I am confused by the dirac delta function in the formulation of monte carlo sampling. http://www.cs.ubc.ca/~arnaud/doucet_johansen_tutorialPF.pdf, for instance, defines in section 3.1 page 8 the marginal as $\pi(x_k)=\frac{1}{N}\sum_{i=1}^N\delta_{X^i_k}(x_k)$.
What does it mean here? That the density of $x_k$ is the average of the densities of the samples equal to $x_k$?
Thanks in advance.
This is much simpler than you think. You need to understand that what underlies probability is integration. So, if you are interested in the marginal of the $k$th coordinate, what you really are looking for is knowing the value of $\int_A \pi(x_k) dx_k$ for all (measurable, whatever) $A$. How on earth would you estimate it? The solution is simple: you have a bunch of samples $X^{i} \in \mathbb{R}^d$. You estimate the above integral by counting how many times you have $X^{i}_k \in A$ and then divide by the number of samples you have - $N$. That is it.
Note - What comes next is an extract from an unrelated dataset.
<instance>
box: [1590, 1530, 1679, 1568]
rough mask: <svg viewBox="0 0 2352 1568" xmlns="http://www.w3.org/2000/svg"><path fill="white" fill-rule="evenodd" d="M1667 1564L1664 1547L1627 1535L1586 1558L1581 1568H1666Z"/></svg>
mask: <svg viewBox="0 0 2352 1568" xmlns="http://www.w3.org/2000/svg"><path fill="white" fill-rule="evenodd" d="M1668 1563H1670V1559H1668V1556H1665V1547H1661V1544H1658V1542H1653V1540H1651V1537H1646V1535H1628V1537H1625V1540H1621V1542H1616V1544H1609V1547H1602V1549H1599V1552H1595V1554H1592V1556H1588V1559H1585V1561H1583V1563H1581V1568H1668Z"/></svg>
In the notation you use, $\delta_{X_k^{i}}( \cdot)$ is a "function" s.t. if you integrate it over a set $A$, the result is 1if $X_k^i$ is in $A$ and zero otherwise: $\int_A \delta_{X_k^i}(x) dx = 1$ iff $X_k^i \in A$ and $0$ otherwise.
$$ \int_A \frac{1}{N}\sum_i \delta_{X_k^i}(x)dx = \frac{1}{N} \sum \int_A \delta_{X_k^i}(x )dx\\ =\frac{1}{N} \cdot \text{number of times $X_k^i$ is in $A$ } $$
just like our intuition would expect!!
Dirac delta function, is not exactly a function, but with a little abuse of notation you can consider $\delta_{x_0}(x)$ to be a function getting a non-zero value only at point $x=x_0$ and being a probability distribution, i.e. $\int_{-\infty}^{+\infty}=1$. Now you can extend this definition to multi-dimensional case with the same requirements. This is the case for Doucet et. al. tutorial. They are estimating the main distribution by a union of multi-dimensional dirac functions.